L’histoire fait le lien entre Avengers: Doomsday (Joe Russo, Anthony Russo, 2026) et l’univers des X-Men (dont le dernier en date remonte au médiocre Dark Phoenix de Simon Kinberg, 2019). Elle introduit donc le personnage de Jean Grey, la puissante mutante aux facultés télépathiques et télékinétiques, ici une jeune fille à peine sortie de l’adolescence, interprétée par Sadie Sink. Ainsi, l’arrivée de mutants dans le NY de Spider-Man permet de croiser un autre thème bien connu, celui de l’ado-monstre toujours troublé et jamais à l’aise (on se référera au X-Men : first class de Matthew Vaughn en 2011). L’opposant quant à lui n’a aucune consistance, il n’est qu’un faux-semblant. On note tout de même qu’il est le directeur d’un département gouvernemental chargé de la sécurité, Damage Control, qui possède son propre labo de R&D et qui a pour siège, symbole de pouvoir chez les milliardaires états-uniens, d’une tour en pleine métropole. Brand New Day distingue donc deux types de science : celle qui produit une technologie d’assistance (l’IA « Ève » ou EV – la voix de Naomie Watts dans la vo – intégrée au costume de l’Araignée) de l’high-tech propre à contrôler et détruire autrui, ce que le film rejette. Brand New Day oppose aussi deux types de métaphores sexuelles : celle de l’énorme tour qui s’impose à la ville et cache le ciel et celle d’une éjaculation arachnéenne mal contrôlée mais offre le septième ciel. On préférera la maladresse à la prétention.
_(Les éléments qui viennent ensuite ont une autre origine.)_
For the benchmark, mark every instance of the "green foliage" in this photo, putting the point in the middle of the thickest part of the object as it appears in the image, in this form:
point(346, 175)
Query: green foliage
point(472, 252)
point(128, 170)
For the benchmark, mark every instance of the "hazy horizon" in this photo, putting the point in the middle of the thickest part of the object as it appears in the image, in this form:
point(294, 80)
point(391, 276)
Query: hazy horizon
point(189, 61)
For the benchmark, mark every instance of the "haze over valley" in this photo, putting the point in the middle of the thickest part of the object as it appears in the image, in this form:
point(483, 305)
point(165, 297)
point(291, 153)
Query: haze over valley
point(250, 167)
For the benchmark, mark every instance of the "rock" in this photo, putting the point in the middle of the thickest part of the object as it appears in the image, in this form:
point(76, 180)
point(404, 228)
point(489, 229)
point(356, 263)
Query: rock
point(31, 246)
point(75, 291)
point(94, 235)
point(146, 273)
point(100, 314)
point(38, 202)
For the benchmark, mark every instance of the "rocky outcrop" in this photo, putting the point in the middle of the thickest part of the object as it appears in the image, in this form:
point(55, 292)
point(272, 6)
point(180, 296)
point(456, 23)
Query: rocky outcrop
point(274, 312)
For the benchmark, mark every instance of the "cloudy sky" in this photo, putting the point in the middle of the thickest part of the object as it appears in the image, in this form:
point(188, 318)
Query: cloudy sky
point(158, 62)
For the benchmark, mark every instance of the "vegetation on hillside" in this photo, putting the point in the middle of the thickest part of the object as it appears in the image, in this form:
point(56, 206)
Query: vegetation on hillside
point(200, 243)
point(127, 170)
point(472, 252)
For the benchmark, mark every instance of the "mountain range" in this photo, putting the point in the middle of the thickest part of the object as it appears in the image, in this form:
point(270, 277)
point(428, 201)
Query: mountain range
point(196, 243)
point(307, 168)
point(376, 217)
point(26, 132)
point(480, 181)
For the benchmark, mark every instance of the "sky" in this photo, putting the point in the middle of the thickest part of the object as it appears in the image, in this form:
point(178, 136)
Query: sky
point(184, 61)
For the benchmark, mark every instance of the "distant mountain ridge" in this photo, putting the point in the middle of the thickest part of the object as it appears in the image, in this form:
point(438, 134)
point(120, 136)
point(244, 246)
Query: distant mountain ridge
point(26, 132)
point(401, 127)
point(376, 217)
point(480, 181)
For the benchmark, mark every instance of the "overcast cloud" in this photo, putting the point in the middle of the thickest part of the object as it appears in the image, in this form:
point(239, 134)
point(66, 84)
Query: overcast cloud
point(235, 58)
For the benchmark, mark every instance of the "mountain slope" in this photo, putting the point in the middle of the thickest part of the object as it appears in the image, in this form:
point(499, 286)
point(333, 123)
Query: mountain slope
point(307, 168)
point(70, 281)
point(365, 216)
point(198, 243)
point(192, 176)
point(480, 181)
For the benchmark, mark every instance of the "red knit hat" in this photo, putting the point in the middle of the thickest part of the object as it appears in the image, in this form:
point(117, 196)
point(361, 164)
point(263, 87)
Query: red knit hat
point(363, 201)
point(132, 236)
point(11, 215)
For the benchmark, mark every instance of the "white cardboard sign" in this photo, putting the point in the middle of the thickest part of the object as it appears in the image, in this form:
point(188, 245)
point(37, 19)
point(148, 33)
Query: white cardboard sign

Le méchant est nul (Scorpion que j’oubliais presque a même plus d’intérêt). Cependant les autres personnages sont bien développés. Surtout le film fait exister leurs relations (avec MJ, avec Jean Grey, avec tante May et Ned, et même avec Frank le Punisher alias Jon Bernthal). Brand New Day déroule son histoire avec un montage qui ne cherche pas à accélérer sans arrêt. On respire dans les scènes qui en ont besoin. Aucun sur-découpage et c’est appréciable. Le film n’abuse pas non plus des rendus CGI. On sent quand Parker a la tête à l’envers et le monde qui l’entoure, même suspendu dans les airs, paraît tangible. Rarement une caméra n’a été aussi attentive aux rues new-yorkaises dans un Marvel. Le film nous emballe aussi bien sûr pour ses scènes d’action ; la montée euphorisante vient quand Spider-Man virevolte au milieu des lames de la Main, les ninjas missionnés pour entraver le jeune super-héros. À l’extrême fin on nous annonce Peter dans l’espace. Pas sûr qu’il trouve où fixer sa toile.